Just What Does It Take to Get Fired? More, Courts Say
How old is too old to drive a school bus?
School administrators and board members might want to banish that question from their minds, given a recent decision by a federal appeals court to reinstate an age-discrimination lawsuit by a driver dismissed at age 70.
The school board of the 536-student Liberal, Mo., district claimed that the decision not to renew the employment of driver George Trout in 1998 was motivated by safety concerns, not age. The district presented evidence in court papers that Mr. Trout had once steered his bus full of children the wrong way on a highway ramp, had cut off another driver, and had unsafely pulled out in front of another vehicle.

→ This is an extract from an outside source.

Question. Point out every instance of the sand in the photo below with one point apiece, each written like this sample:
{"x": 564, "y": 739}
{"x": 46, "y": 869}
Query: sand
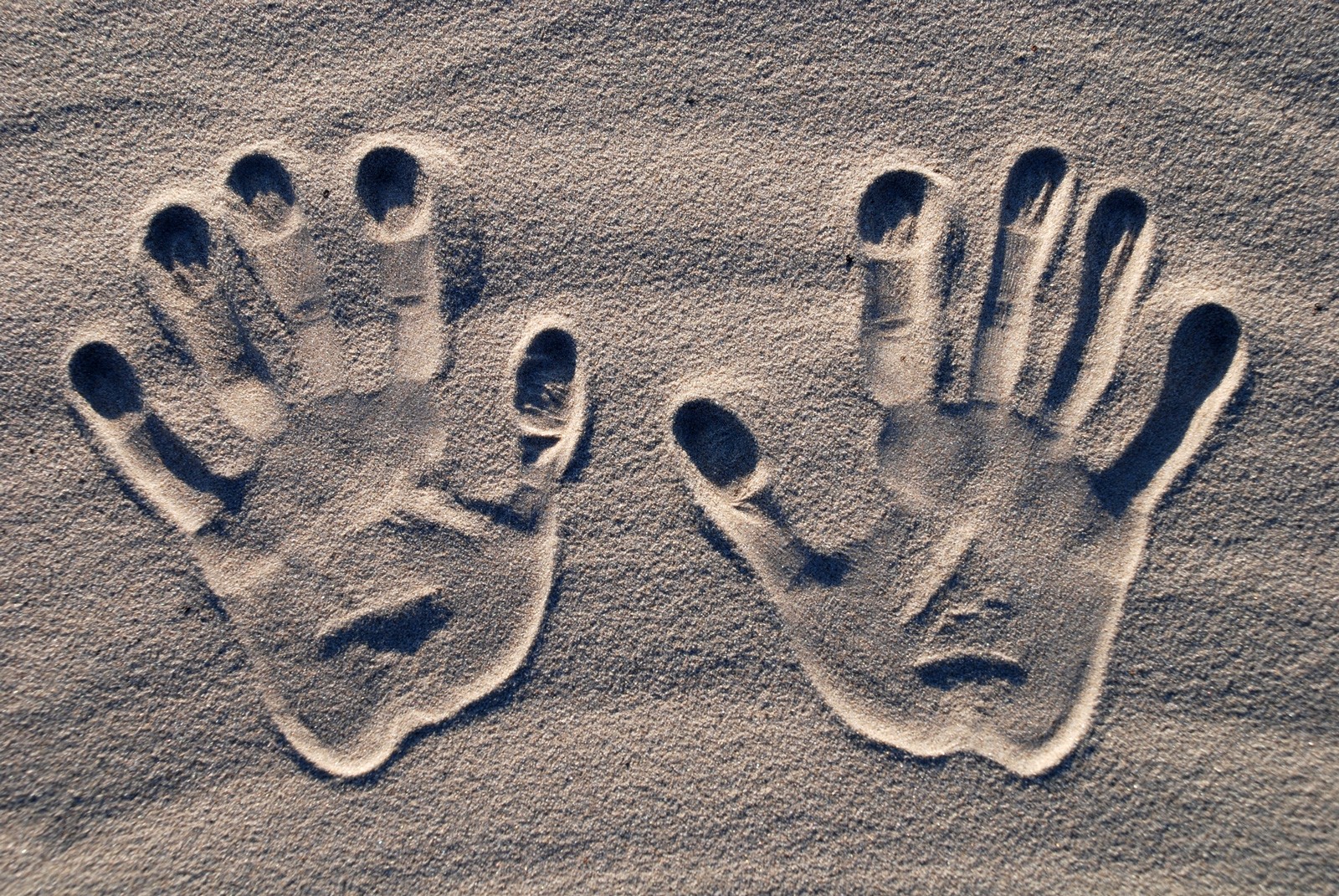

But the U.S. Equal Employment Opportunity Commission, which sued the district under the federal Age Discrimination in Employment Act, pointed to evidence that board members had discussed the driver’s age and had suggested he was too old to continue in the job.
Mr. Trout alleged in court papers that district Superintendent H.G. Gretlein was present at the board’s closed-door meeting, and that Mr. Gretlein later told the driver “the board thought that he was too old.” Mr. Gretlein and board members denied in court papers that Mr. Trout’s age was discussed.
But the EEOC also noted a letter from Mr. Gretlein to the state unemployment office that cited both safety and “the fact that Mr. Trout is now 701/2 years of age” as the school board’s reasons for the nonrenewal of his employment.
A federal district court ruled in favor of the school district, but in a Dec. 31 decision, the U.S. Court of Appeals for the 8th Circuit said Mr. Trout’s case deserves to go before a jury.
A three-judge panel of the St. Louis-based appeals court ruled unanimously that while the evidence was “hotly disputed,” the alleged expressions relayed by the superintendent about the board’s age concerns showed that the “decisionmakers may have based their decisions, at least in part, on age-based animus.”
The appellate panel also noted that the EEOC had presented evidence that some board members did not know about Mr. Trout’s safety lapses until after the decision was made against retaining him in his job. And the commission offered evidence that the district had allowed younger drivers with safety complaints to continue driving, the appeals court said.
Teacher Threats
Can a teacher who threatens to shoot her principal be dismissed? If the two are in West Virginia, the answer is: not necessarily.
Marjorie J. Maxey was a 13-year teaching veteran in the 4,600- student McDowell County, W. Va., district when a new principal took over at Bartley Elementary School in the fall of 1996. For reasons that aren’t quite clear, the two got off to a bad start. Principal James Spencer began keeping a list of “disagreeable incidents” involving Ms. Maxey, who taught a split 4th and 5th grade class.
Ms. Maxey had always received positive performance evaluations, but in November 1996, the principal asked her to sign an observation form that included several negative comments. She declined to sign. In March 1997, the principal asked her to sign another observation form that included criticisms, and to do so quickly because he had to go to lunch duty. Ms. Maxey said the wind from an open window blew the paper to the floor, where she stopped it with her foot. Mr. Spencer maintained that she stomped on it.
After Ms. Maxey continued to refuse to sign the evaluation, a meeting was arranged involving the teacher, Mr. Spencer, and two district administrators. At that meeting, Ms. Maxey testified, the principal went through a litany of criticisms about her, but she was not allowed to respond. The superintendent told her she must sign the observation form or else face disciplinary action.
Ms. Maxey then made a reference to shooting the principal. All four participants recalled the remark differently.
The principal said Ms. Maxey said, “ ‘I should have blown your head off with a shotgun’ ” instead of signing the document. The superintendent recalled it as, “ ‘Well, I might as well have taken a gun and shot his head off.’ ” An assistant superintendent remembered similar wording.
Ms. Maxey testified that she said: “‘Had I shot you, I would have been in less trouble.’” She acknowledged that the remark was inappropriate, but said she meant her principal no physical harm. She was suspended and later terminated for what administrators termed “intemperance” and “insubordination.”
The West Virginia Educational Employees Grievance Board and a state trial court upheld the teacher’s dismissal, but the West Virginia Supreme Court of Appeals, the state’s highest court, ordered new proceedings in a Dec. 3 ruling. The court held 4-1 that the district had failed to follow a state board of education rule requiring that teachers be provided “an open and honest evaluation of their performance” and the opportunity to improve problem areas.
The court majority said that in the grievance board’s re-examination, the board should consider the principal’s “limited communication skills” and “his failure to address his concerns in a more constructive posture.” Ms. Maxey’s shooting comment, while inappropriate, was not a genuine threat to the principal’s safety, the court concluded.
Justice Elliott E. Maynard, writing in dissent, said he wondered “just what a teacher has to do to be insubordinate in West Virginia schools today. Apparently, threatening to shoot or kill the principal is not enough.”